Je découvris alors trop tard l'immense imprudence que j'avais commise en jetant du lest, et mon trouble devint extrême. Je n'attendais pas moins que la mort, et la mort dans quelques minutes. La souffrance physique que j'éprouvais contribuait aussi à me rendre presque incapable d'un effort quelconque pour sauver ma vie. Il me restait à peine la faculté de réfléchir, et la violence de mon mal de tête semblait augmenter de minute en minute. Je m'aperçus alors que mes sens allaient bientôt m'abandonner tout à fait, et j'avais déjà empoigné une des cordes de la soupape, quand le souvenir du mauvais tour que j'avais joué aux trois créanciers et la crainte des conséquences qui pouvaient m'accueillir à mon retour m'effrayèrent et m'arrêtèrent pour le moment. Je me couchai au fond de la nacelle et m'efforçai de rassembler mes facultés. J'y réussis un peu, et je résolus de tenter l'expérience d'une saignée.

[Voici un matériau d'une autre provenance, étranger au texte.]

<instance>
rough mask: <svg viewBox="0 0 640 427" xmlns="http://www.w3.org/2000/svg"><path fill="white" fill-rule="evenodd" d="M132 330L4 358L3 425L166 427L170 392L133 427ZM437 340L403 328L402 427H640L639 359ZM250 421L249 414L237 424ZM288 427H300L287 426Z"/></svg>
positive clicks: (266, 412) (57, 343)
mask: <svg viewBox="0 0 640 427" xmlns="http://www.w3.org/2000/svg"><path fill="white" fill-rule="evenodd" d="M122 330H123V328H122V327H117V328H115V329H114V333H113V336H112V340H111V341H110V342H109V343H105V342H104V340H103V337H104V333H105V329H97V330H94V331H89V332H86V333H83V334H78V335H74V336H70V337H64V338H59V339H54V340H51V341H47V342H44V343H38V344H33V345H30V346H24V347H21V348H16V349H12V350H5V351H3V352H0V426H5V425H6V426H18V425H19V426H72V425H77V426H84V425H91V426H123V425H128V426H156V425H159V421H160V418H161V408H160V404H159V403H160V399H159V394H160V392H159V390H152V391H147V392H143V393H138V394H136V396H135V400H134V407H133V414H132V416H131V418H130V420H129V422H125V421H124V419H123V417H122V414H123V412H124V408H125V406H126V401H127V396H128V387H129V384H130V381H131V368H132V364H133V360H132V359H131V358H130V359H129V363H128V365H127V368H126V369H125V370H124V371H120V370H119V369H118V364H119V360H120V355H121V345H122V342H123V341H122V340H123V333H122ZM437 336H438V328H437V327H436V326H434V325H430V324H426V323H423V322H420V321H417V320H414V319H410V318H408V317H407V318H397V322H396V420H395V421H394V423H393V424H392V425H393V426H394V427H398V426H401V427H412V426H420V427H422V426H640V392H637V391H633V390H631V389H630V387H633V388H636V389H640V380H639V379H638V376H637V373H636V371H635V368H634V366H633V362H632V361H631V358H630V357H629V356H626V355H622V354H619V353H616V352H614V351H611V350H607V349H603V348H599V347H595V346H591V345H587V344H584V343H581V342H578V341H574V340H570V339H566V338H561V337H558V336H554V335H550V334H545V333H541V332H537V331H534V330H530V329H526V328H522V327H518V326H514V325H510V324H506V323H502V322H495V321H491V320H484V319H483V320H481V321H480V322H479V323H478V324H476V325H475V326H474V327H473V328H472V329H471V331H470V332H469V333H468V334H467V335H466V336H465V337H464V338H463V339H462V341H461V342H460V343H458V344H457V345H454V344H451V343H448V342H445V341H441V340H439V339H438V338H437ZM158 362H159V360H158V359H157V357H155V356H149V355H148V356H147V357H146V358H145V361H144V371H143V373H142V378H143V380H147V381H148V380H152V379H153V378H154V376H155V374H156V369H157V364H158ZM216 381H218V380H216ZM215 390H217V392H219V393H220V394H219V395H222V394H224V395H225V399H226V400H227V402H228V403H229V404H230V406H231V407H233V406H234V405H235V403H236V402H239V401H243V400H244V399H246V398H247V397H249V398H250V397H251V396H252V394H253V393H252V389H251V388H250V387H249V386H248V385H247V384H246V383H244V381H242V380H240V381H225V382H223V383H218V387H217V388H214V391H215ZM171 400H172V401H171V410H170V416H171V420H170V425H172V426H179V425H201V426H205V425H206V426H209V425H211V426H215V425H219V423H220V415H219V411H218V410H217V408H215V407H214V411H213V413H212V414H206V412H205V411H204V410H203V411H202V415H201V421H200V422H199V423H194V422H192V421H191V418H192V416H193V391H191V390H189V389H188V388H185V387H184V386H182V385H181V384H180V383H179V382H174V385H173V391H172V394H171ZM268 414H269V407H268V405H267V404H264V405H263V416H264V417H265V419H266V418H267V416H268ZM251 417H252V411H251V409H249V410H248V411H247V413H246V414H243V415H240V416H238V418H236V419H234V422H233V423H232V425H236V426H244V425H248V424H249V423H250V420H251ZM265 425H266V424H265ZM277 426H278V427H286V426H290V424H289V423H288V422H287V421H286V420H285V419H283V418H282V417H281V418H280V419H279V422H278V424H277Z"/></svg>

Mais, comme je n'avais pas de lancette, je fus obligé de procéder à cette opération tant bien que mal, et finalement j'y réussis en m'ouvrant une veine au bras gauche avec la lame de mon canif. Le sang avait à peine commencé à couler que j'éprouvais un soulagement notable, et, lorsque j'en eus perdu à peu près la valeur d'une demi-cuvette de dimension ordinaire, les plus dangereux symptômes avaient pour la plupart entièrement disparu. Cependant, je ne jugeai pas prudent d'essayer de me remettre immédiatement sur mes pieds; mais, ayant bandé mon bras du mieux que je pus, je restai immobile pendant un quart d'heure environ. Au bout de ce temps je me levai et me sentis plus libre, plus dégagé de toute espèce de malaise que je ne l'avais été depuis une heure un quart.

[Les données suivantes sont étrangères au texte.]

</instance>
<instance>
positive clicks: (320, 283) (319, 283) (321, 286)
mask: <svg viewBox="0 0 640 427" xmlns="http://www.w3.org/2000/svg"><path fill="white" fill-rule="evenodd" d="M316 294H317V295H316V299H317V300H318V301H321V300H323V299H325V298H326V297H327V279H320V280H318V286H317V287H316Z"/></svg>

Cependant la difficulté de respiration n'avait que fort peu diminué, et je pensai qu'il y aurait bientôt nécessité urgente à faire usage du condensateur. En même temps, je jetai les yeux sur ma chatte qui s'était commodément réinstallée sur mon habit, et, à ma grande surprise, je découvris qu'elle avait jugé à propos, pendant mon indisposition, de mettre au jour une ventrée de cinq petits chats. Certes, je ne m'attendais pas le moins du monde à ce supplément de passagers, mais, en somme, l'aventure me fit plaisir. Elle me fournissait l'occasion de vérifier une conjecture qui, plus qu'aucune autre, m'avait décidé à tenter cette ascension.
J'avais imaginé que l'habitude de la pression atmosphérique à la surface de la terre était en grande partie la cause des douleurs qui attaquaient la vie animale à une certaine distance au-dessus de cette surface. Si les petits chats éprouvaient du malaise au même degré que leur mère, je devais considérer ma théorie comme fausse, mais je pouvais regarder le cas contraire comme une excellente confirmation de mon idée.